Three card monte Featured

11:08am EDT January 25, 2005
There's word at city hall of a new miracle drug that will surely cure Cleveland's economic woes. It's called a casino, and Mayor Jane Campbell has announced she will spearhead efforts to put on the ballot in November 2005 an initiative to change Ohio's constitution and legalize casino gambling.

I have nothing against gambling. Not only did I vote for the constitutional amendment the last two times around, I also enjoy a good game of cards.

However, I refuse to drink the Kool Aid and join the club that asserts a casino will help this region's economy more than, say, targeted business incentives designed to attract and retain companies and jobs. You only need to look at Akron and Mayor Don Plusquellic to see successful business development initiatives at work -- minus the casino.

It's no secret that Mayor Campbell has begun contemplating her re-election campaign and that voters aren't exactly enamored with the results of her first term. So accomplishing something "big" might create momentum that could sweep her back into office.

Unfortunately, this casino rhetoric sounds hauntingly familiar to the doomed convention center argument: "It works for everybody else; why shouldn't it work for us?

Proponents claim a casino will keep local gamblers from taking their chips out of state and also attract out-of-region gamblers, who would add Cleveland to their "gambling junket" city list. Studies may support this notion, but remember, studies also pronounced drugs such as Vioxx and Celebrex safe and effective.

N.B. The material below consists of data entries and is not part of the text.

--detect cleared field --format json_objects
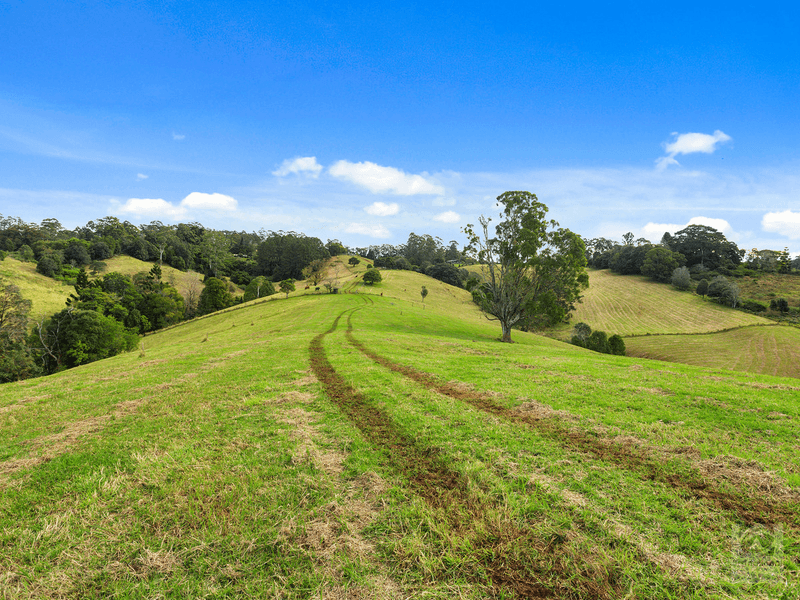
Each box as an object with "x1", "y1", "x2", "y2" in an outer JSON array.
[
  {"x1": 567, "y1": 269, "x2": 769, "y2": 336},
  {"x1": 1, "y1": 267, "x2": 798, "y2": 598},
  {"x1": 0, "y1": 256, "x2": 71, "y2": 318},
  {"x1": 625, "y1": 324, "x2": 800, "y2": 379},
  {"x1": 101, "y1": 256, "x2": 208, "y2": 297}
]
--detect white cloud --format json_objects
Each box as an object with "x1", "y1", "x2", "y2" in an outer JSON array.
[
  {"x1": 181, "y1": 192, "x2": 238, "y2": 211},
  {"x1": 762, "y1": 210, "x2": 800, "y2": 239},
  {"x1": 172, "y1": 132, "x2": 185, "y2": 141},
  {"x1": 345, "y1": 223, "x2": 391, "y2": 238},
  {"x1": 117, "y1": 198, "x2": 187, "y2": 219},
  {"x1": 329, "y1": 160, "x2": 444, "y2": 195},
  {"x1": 364, "y1": 201, "x2": 400, "y2": 216},
  {"x1": 656, "y1": 130, "x2": 731, "y2": 170},
  {"x1": 136, "y1": 173, "x2": 148, "y2": 180},
  {"x1": 433, "y1": 211, "x2": 460, "y2": 224},
  {"x1": 432, "y1": 196, "x2": 457, "y2": 207},
  {"x1": 641, "y1": 216, "x2": 735, "y2": 242},
  {"x1": 272, "y1": 156, "x2": 323, "y2": 178}
]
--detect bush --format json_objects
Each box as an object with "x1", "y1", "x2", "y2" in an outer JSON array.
[
  {"x1": 33, "y1": 308, "x2": 138, "y2": 374},
  {"x1": 695, "y1": 279, "x2": 708, "y2": 298},
  {"x1": 198, "y1": 277, "x2": 234, "y2": 314},
  {"x1": 586, "y1": 330, "x2": 610, "y2": 353},
  {"x1": 671, "y1": 266, "x2": 691, "y2": 290},
  {"x1": 608, "y1": 334, "x2": 626, "y2": 356},
  {"x1": 363, "y1": 269, "x2": 382, "y2": 285},
  {"x1": 770, "y1": 298, "x2": 790, "y2": 313},
  {"x1": 572, "y1": 322, "x2": 591, "y2": 344},
  {"x1": 741, "y1": 299, "x2": 767, "y2": 313}
]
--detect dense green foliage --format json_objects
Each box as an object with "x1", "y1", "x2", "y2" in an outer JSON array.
[
  {"x1": 31, "y1": 308, "x2": 139, "y2": 374},
  {"x1": 464, "y1": 191, "x2": 588, "y2": 341},
  {"x1": 243, "y1": 276, "x2": 276, "y2": 301},
  {"x1": 0, "y1": 278, "x2": 39, "y2": 381},
  {"x1": 570, "y1": 322, "x2": 625, "y2": 355},
  {"x1": 198, "y1": 278, "x2": 235, "y2": 315},
  {"x1": 362, "y1": 269, "x2": 382, "y2": 285}
]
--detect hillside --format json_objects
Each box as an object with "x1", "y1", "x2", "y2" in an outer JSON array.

To be fair, I also don't subscribe to the opponents' just-as-ludicrous claims that a casino will bring bad elements such as increased crime, drugs, prostitution or even a new class of gambling addicts. Drive by your local gas station and look at the long lines in front of the Ohio Lottery machine. Ardent gamblers already exist in today's society, and they're seeking a visit from Lady Luck every week.

So why my opposition?

Because the time has come for politicians to stop trotting out one panacea after another rather than taking the time to develop and present sound, long-range business development plans. Instead, this proposal smacks of both political and economic desperation. And we simply deserve better.